I get press releases every week about some new (or old!) company and their so-called cloud solution. Some folks are clearly abusing the popularity of the “cloud” buzzword, and others are actually doing interesting things with distributed computing, infrastructure- and platform-as-a-service, orchestration, and related technologies. Amazon is the prime mover on IaaS, but OpenStack, CloudStack and Eucalyptus are all making strong plays in that space. VMware’s Cloud Foundry and Red Hat’s OpenShift are pushing open source PaaS, while services like Heroku, Engine Yard and dotCloud (among others) are pushing to be your hosted PaaS solution.

It’s not surprising that so many people are looking to differentiate their cloud solutions, and on the balance I think competition is a good thing that eventually benefits end-users. But as things stand today, it strikes me as exceedingly hard to formulate a comprehensive “cloud strategy” given the plethora of options.

If you care strongly about open source, that helps limit your options. VMware’s Cloud Foundry has been open source for quite some time, and recently celebrated its first birthday. Red Hat’s OpenShift is not yet open source, but work is underway to remedy that. Red Hat, obviously, has a long history of successfully open sourcing their work. Red Hat also recently announced that they would be a platinum member of the newly reorganized OpenStack governing board. VMware, on the other hand, is not a company with which I readily associate open source culture or success; and I don’t see a very robust ecosystem coalescing around Cloud Foundry. Hopefully that situation improves.

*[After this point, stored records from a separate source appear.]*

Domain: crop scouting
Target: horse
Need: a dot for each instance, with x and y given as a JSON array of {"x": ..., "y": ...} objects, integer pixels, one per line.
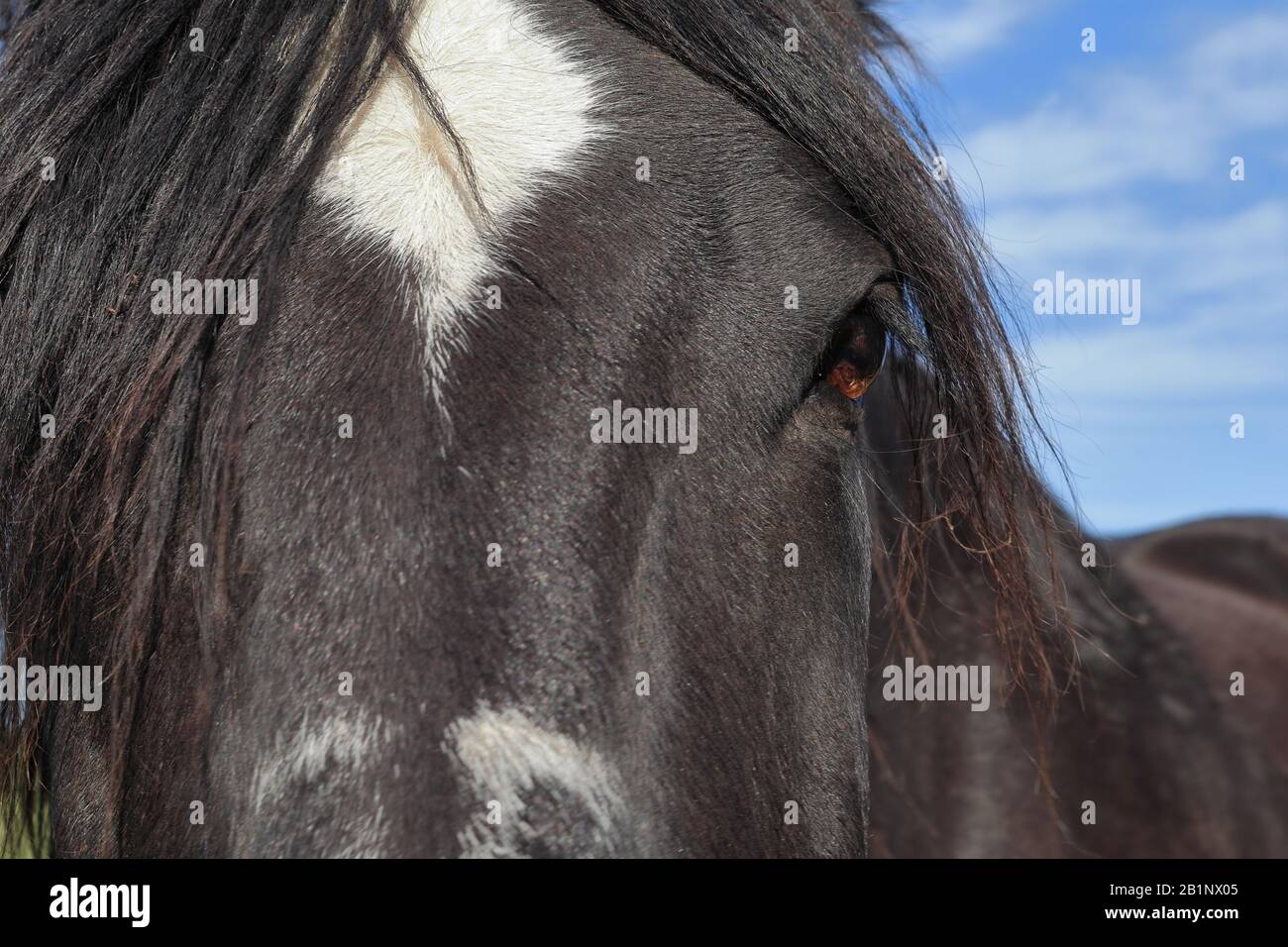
[{"x": 505, "y": 428}]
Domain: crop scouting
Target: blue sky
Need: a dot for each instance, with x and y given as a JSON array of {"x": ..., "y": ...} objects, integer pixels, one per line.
[{"x": 1116, "y": 163}]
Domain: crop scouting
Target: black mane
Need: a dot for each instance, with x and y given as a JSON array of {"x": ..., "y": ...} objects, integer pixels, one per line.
[{"x": 204, "y": 163}]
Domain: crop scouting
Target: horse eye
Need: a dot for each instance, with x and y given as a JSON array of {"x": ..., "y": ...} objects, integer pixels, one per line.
[{"x": 858, "y": 357}]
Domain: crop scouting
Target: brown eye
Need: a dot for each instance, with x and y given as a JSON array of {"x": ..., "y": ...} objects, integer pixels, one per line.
[{"x": 858, "y": 360}]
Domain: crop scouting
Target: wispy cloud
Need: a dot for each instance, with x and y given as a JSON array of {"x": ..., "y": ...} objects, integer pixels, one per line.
[
  {"x": 1177, "y": 121},
  {"x": 951, "y": 33}
]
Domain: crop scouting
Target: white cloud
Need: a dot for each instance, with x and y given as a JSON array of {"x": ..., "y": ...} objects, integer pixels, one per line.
[
  {"x": 951, "y": 33},
  {"x": 1176, "y": 124}
]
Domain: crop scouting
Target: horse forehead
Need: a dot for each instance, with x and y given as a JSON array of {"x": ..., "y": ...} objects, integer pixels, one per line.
[{"x": 522, "y": 99}]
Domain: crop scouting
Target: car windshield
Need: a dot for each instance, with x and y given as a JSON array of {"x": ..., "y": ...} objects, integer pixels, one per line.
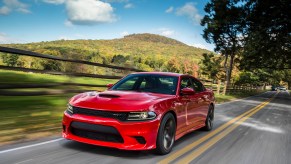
[{"x": 148, "y": 83}]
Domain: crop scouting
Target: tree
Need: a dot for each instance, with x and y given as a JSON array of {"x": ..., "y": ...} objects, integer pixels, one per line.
[
  {"x": 223, "y": 23},
  {"x": 210, "y": 66},
  {"x": 268, "y": 29}
]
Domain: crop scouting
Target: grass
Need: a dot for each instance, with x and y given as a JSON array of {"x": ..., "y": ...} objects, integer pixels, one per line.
[
  {"x": 37, "y": 78},
  {"x": 30, "y": 117},
  {"x": 232, "y": 96}
]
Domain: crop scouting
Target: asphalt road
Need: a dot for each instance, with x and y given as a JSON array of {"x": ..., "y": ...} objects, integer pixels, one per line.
[{"x": 256, "y": 130}]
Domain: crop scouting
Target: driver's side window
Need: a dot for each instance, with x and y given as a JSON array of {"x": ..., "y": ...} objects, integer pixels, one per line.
[{"x": 186, "y": 82}]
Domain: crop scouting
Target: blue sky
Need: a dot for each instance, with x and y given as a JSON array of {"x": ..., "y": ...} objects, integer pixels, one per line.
[{"x": 23, "y": 21}]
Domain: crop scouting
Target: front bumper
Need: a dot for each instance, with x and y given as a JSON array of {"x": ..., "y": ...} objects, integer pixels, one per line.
[{"x": 134, "y": 135}]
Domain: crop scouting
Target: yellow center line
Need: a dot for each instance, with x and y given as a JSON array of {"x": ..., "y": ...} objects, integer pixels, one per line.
[
  {"x": 180, "y": 152},
  {"x": 196, "y": 153}
]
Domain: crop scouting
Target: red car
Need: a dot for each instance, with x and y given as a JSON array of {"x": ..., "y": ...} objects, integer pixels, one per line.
[{"x": 142, "y": 111}]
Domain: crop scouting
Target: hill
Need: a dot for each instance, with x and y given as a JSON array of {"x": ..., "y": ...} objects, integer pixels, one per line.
[{"x": 144, "y": 51}]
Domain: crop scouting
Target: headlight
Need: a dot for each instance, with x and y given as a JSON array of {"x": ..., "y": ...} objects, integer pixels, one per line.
[
  {"x": 70, "y": 109},
  {"x": 139, "y": 116}
]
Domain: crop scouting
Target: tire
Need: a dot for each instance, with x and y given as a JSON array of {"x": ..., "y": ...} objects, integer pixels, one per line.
[
  {"x": 209, "y": 119},
  {"x": 166, "y": 135}
]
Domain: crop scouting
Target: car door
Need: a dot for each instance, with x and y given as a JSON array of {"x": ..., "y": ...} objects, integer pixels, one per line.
[
  {"x": 190, "y": 104},
  {"x": 202, "y": 99}
]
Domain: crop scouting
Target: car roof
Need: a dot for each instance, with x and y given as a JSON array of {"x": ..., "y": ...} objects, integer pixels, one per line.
[{"x": 160, "y": 73}]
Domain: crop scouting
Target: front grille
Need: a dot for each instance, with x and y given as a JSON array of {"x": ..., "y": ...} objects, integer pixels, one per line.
[
  {"x": 122, "y": 116},
  {"x": 96, "y": 132}
]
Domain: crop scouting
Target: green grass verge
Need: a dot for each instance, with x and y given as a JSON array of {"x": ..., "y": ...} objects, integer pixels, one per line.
[
  {"x": 232, "y": 96},
  {"x": 37, "y": 78},
  {"x": 30, "y": 117}
]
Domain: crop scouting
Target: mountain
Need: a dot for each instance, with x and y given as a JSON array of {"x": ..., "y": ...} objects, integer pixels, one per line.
[{"x": 144, "y": 51}]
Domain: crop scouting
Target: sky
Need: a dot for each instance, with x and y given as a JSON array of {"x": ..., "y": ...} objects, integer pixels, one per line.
[{"x": 24, "y": 21}]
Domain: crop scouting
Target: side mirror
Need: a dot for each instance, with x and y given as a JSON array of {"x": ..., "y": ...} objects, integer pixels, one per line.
[
  {"x": 109, "y": 86},
  {"x": 187, "y": 91}
]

And there’s also Canonical, the folks behind the Ubuntu Linux distribution. Canonical has made a real effort to advocate for OpenStack, but their actual contributions to OpenStack don’t seem to tell the same story. Rather than focus on directly contributing to IaaS or PaaS offerings, Canonical is busy making helper products like Metal-as-a-Service and their newly announced “Any Web Service over Me” (with the righteous acronym AWESOME) which aims to provide an API abstraction layer to facilitate running workloads on Amazon’s cloud and on an OpenStack cloud.

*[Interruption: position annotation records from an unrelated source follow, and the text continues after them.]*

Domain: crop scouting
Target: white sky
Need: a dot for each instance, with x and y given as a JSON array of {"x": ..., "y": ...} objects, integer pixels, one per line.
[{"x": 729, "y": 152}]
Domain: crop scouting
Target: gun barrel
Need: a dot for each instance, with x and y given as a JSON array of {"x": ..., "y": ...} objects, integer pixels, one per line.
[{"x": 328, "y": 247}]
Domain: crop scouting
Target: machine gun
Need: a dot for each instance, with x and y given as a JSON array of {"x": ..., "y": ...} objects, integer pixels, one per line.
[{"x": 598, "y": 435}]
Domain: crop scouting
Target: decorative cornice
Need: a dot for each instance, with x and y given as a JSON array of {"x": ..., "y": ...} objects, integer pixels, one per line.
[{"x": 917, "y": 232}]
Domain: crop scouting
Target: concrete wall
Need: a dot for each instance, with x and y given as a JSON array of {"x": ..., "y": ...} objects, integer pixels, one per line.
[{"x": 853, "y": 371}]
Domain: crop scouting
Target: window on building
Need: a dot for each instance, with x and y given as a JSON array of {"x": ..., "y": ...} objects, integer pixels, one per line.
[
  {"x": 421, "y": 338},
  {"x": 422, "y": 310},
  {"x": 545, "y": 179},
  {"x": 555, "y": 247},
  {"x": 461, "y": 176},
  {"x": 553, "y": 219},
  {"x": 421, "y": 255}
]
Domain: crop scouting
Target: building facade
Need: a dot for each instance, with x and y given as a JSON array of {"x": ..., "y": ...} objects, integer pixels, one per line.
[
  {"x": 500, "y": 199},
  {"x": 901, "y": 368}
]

The end result of all of this a lot of ambiguity for customers and companies looking to deploy cloud solutions. If you want a private cloud, it doesn’t seem to me that you can make a decision without first reaching a decision as to whether or not you will eventually need to use public cloud resources. If so, your choice of private cloud technology demonstrably hangs on the long-term viability of your intended public cloud target. If you think Amazon is where it’s at for public cloud, then it seems that Eucalyptus is what you build your private cloud on (unless you want to fiddle with even more technology and implement Canonical’s AWESOME). If you think Rackspace is where it’s at, then OpenStack is a more appealing choice for you. But what if you’re wrong about your choice of public cloud provider?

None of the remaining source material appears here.